Nel panorama della moda contemporanea, sempre più consapevole delle istanze sociali, emerge una realtà torinese che trasforma gli abiti in uno strumento di riscatto e dialogo. Si chiama AnJoy il progetto nato nel 2024 da un'intuizione della stilista Joyce Canova, professionista di radici indiane che ha scelto il capoluogo piemontese per concretizzare una visione ambiziosa: quella di una moda che non discrimina, non esclude e non uniforma.
La genesi del progetto affonda le radici in un percorso personale segnato da esperienze dolorose. Canova stessa ha attraversato episodi di discriminazione durante la sua vita, ma ha avuto il privilegio di crescere in una famiglia che le ha insegnato a non internalizzare i pregiudizi altrui. Questa lezione, assorbita fin dall'infanzia, si è trasformata in una missione consapevole: creare uno spazio dove altre persone vittime di esclusione potessero trovare rappresentazione e dignità.

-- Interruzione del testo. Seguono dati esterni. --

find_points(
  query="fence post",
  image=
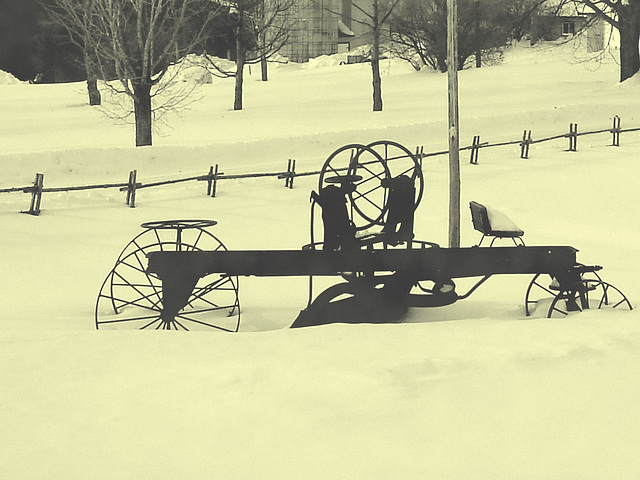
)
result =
(616, 131)
(420, 155)
(524, 145)
(290, 174)
(475, 149)
(131, 188)
(573, 137)
(36, 194)
(212, 181)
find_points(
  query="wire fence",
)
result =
(214, 175)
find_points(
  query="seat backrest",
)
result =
(480, 218)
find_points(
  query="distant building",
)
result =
(555, 27)
(324, 27)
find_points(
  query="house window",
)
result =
(568, 28)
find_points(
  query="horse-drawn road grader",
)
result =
(177, 275)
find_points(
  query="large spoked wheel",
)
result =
(592, 293)
(130, 297)
(363, 169)
(401, 161)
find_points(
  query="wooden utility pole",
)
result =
(454, 142)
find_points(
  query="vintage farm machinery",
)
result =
(177, 275)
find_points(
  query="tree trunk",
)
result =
(264, 69)
(629, 28)
(94, 93)
(240, 61)
(375, 70)
(142, 111)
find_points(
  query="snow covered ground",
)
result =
(476, 390)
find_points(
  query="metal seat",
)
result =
(500, 226)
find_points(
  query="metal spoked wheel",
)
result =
(593, 293)
(130, 297)
(401, 161)
(363, 169)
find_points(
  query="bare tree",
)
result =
(131, 44)
(374, 16)
(623, 15)
(260, 30)
(419, 29)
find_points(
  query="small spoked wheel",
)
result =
(363, 169)
(131, 297)
(592, 293)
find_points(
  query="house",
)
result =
(324, 27)
(555, 27)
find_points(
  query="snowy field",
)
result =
(476, 390)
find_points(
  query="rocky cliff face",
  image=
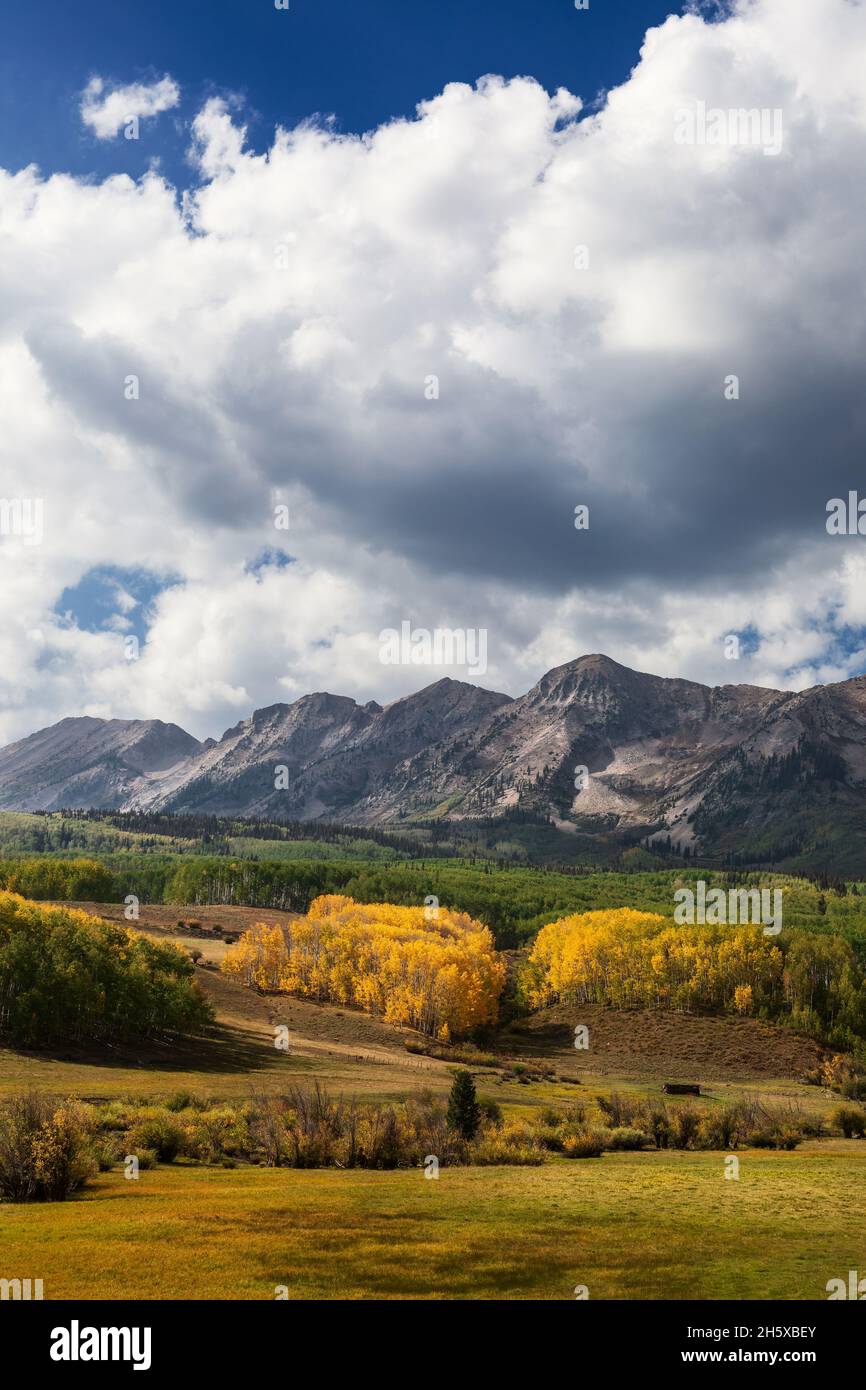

AnJoy si distingue per una scelta produttiva rigorosa e consapevole. L'atelier torinese abbandona completamente la logica delle taglie standardizzate e del binarismo di genere nella moda, proponendo invece una produzione artigianale che privilegia la persona rispetto al corpo ideale. In un contesto storico dove inclusività e diversità occupano sempre più spazio nel dibattito pubblico e nelle strategie comunicative dei grandi brand, AnJoy rappresenta un approccio autentico, nato da motivazioni etiche piuttosto che da mere considerazioni commerciali.
Secondo Canova, la necessità di questo progetto nasce dall'osservazione di un presente ancora profondamente segnato da conflitti sociali, processi di emarginazione e divisioni strutturali. La moda diviene così il linguaggio prescceglto per raccontare storie diverse, costruire ponti tra comunità e interrogare criticamente la società contemporanea. Non si tratta semplicemente di vestire corpi: si tratta di riconoscere l'umanità di ogni persona, indipendentemente da come sceglie di identificarsi o quali caratteristiche fisiche possiede.
L'esperienza di AnJoy suggerisce che la trasformazione culturale passa anche attraverso i dettagli più quotidiani e apparentemente banali della nostra esistenza. Un abito pensato per tutti, senza distinzioni di genere o conformità a canoni estetici prestabiliti, diventa un piccolo atto di resistenza e consapevolezza. Nel contesto torinese, città con una forte tradizione tessile e industriale, questo atelier artigianale rappresenta una evoluzione del rapporto tra creatività, responsabilità sociale e produzione di valore.